There’s a huge open cast gold mine in the area that Francine fancied a look at but she wouldn’t have seen anything ‘cos the heads of the hills are shrouded by the dense cloud base. We began driving in that direction but swiftly thought better of it and spun around.
Our target is probably the biggest tourist destination on North Island, Rotorua, with it’s renowned “thermal activity”. We had to be careful on the journey, though. There are few toll roads in NZ but we had been warned of one that we needed to avoid on today’s journey, a road around Tauranga. It’s not expensive but you have to pay online, which is too much hassle for travel with flaky technology – reliability would be terrific – so we bought a proper road map and primary navigator Francine skipped us around it, despite Kiwi Satnav’s best efforts to put us back on it.

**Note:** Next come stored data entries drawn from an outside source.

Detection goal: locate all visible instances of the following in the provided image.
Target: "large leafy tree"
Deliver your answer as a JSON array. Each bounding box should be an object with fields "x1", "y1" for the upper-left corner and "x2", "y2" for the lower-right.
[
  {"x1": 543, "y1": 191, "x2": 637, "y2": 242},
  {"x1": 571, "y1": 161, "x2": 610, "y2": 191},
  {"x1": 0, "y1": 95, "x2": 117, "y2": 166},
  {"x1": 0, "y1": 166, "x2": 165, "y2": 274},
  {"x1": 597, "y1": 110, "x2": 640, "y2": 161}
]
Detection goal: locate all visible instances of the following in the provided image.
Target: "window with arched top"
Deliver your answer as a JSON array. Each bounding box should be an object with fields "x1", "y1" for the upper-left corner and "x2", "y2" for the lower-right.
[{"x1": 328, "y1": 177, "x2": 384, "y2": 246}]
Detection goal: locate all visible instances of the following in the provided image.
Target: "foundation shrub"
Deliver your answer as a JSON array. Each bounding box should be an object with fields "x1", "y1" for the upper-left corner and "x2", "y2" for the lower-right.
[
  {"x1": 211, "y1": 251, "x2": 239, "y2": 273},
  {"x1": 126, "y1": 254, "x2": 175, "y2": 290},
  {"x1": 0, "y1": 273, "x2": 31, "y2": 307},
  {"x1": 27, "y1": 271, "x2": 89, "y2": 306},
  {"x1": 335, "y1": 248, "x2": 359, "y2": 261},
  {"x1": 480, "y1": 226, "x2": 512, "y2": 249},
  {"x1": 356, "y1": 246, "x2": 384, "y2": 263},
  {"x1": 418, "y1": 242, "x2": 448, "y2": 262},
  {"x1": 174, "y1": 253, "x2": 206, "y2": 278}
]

Toll road successfully avoided, approaching Rotorua Kiwi’s screen went dim. Now I realized why she hadn’t turned on automatically this morning – no power connection; she’d been running on battery for this journey and was now dangerously low. Approaching the campsite in a town is when we really needed it. Bugger! Fiddling seemed to restore power but all was not as it should be, clearly.
We checked in to the Top 10 site at Rotorua shortly after midday and went for a reviving walk. Legs get fed up with sitting and driving. There are thermal parks around Rotorua which you pay to enter. However, Francine had read reports of being able to see everything relevant in Rotorua itself for free. We were both sceptical; why would folks pay for something that was freely available? We’d take a look, though.

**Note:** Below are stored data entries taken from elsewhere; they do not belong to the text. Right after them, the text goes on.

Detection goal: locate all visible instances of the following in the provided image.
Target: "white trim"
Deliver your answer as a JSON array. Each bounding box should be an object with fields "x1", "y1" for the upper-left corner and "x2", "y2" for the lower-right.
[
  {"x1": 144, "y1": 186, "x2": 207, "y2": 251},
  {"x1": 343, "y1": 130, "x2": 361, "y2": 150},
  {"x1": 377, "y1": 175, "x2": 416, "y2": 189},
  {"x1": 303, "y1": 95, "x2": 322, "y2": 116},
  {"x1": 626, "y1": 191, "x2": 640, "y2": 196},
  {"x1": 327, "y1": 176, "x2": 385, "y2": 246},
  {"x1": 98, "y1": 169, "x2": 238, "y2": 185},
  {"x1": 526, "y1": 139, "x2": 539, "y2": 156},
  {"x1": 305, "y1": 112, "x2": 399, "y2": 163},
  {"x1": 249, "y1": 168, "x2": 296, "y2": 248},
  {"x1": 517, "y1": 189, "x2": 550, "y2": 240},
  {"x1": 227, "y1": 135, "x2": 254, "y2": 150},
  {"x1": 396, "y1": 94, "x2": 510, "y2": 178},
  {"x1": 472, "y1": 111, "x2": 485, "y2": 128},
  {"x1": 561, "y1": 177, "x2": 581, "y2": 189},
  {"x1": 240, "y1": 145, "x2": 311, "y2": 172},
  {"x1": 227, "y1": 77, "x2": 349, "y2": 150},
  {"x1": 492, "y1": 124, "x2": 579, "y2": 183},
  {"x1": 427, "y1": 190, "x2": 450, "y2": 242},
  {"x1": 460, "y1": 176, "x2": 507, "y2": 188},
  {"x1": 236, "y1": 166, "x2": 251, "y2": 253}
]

There’s a municipal park right beside the campsite. There are certainly pools with bubbles rising and occasionally small plumes of steam – some pools are cold, some are warm. The most notable thing, though, was the smell of the gases. Dotted around the town itself you find other walled, fuming holes. OK, a rocky hole in the ground with smelly steam rising from it. Got it.
What looked more interesting was a nature reserve at Sulphur Point on Lake Rotorua, which reportedly has a boardwalk. Actually most of the route was a gravel walk with the views of Lake Rotorua generally cunningly concealed by vegetation. We did ultimately get to the boardwalk, though, which was much more open and it’s certainly worth seeing that quite different landscape.
If you remember nothing else, remember that Rotorua stinks. Our entire walk, about 5kms, gave us lungfuls of smelly fumes. The locals say you get to ignore it, eventually. [Probably because the olfactory organs have been destroyed.] The town itself felt a bit tired, too – in need of a lick of paint and some love and attention. The most impressive, picturesque building was Government House, except that it was surrounded by fences. Well, it makes a change from churches covered in scaffolding which is what tourists usually suffer. Pictures from a distance minimize the visual disruption a little.
The thermal activity on display in Rotorua gives a flavour [stuck in your throat] of what’s around but we can’t imagine that it’s the best. If you don’t want to shell out a few tourist NZ$ though, it’d work though.
We’ll be trying one of the commercial parks tomorrow, I suspect.